Re: thin provisioned LUN support

James Bottomley <James.Bottomley@xxxxxxxxxxxxxxxxxxxxx> · Fri, 07 Nov 2008 09:20:30 -0600

On Fri, 2008-11-07 at 07:14 -0500, Ric Wheeler wrote:
> Jens Axboe wrote:
> > On Thu, Nov 06 2008, David Woodhouse wrote:
> >   
> >> On Thu, 6 Nov 2008, James Bottomley wrote:
> >>     
> >>> The way to do this properly would be to run a chequerboard of partials,
> >>> but this would effectively have trim region tracking done in the block
> >>> layer ... is this worth it?
> >>>
> >>> By the way, the latest (from 2 days ago) version of the Thin
> >>> Provisioning proposal is here:
> >>>
> >>> http://www.t10.org/ftp/t10/document.08/08-149r4.pdf
> >>>
> >>> I skimmed it but don't see any update implying that trim might be
> >>> ineffective if we align wrongly ... where is this?
> >>>       
> >> I think we should be content to declare such devices 'broken'.
> >>
> >> They have to keep track of individual sectors _anyway_, and dropping 
> >> information for small discard requests is just careless.
> >>     
> >
> > I agree, seems pretty pointless. Lets let evolution take care of this
> > issue.
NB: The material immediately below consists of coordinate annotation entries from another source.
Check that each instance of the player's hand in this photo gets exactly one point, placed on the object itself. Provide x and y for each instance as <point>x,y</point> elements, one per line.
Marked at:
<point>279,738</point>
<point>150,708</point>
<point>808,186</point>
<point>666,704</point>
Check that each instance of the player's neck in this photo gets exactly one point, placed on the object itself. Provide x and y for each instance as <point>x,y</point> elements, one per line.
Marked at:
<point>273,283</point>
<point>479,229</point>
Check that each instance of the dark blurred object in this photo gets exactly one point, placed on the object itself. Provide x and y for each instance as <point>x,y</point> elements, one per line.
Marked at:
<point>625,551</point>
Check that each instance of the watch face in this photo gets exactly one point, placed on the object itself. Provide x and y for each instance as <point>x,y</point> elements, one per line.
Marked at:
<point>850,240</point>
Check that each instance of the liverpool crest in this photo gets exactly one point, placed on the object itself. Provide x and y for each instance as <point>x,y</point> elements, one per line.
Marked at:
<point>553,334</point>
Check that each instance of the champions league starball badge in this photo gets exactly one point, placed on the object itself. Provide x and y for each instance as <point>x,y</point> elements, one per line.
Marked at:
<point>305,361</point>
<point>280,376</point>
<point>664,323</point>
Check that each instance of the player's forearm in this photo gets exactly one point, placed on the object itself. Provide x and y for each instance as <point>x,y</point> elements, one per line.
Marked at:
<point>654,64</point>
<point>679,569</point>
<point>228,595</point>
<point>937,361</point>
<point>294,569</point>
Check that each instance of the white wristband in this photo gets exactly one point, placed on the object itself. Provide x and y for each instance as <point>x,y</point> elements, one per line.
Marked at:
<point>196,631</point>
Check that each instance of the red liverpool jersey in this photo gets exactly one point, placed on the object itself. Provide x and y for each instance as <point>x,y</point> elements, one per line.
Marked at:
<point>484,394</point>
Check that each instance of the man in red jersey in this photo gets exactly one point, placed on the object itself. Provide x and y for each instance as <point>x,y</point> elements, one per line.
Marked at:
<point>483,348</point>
I have to say I'm surprised that it really IS an issue to begin
> > with, are array firmwares really that silly?
> >
> > It's not that it would be hard to support (and it would eliminate the
> > need to do discard merging in the block layer), but it seems like one of
> > those things that will be of little use in even in the near future.
> > Discard merging should be useful, I have no problem merging something
> > like that.
> >
> >   
> I think that discard merging would be helpful (especially for devices 
> with more reasonable sized unmap chunks).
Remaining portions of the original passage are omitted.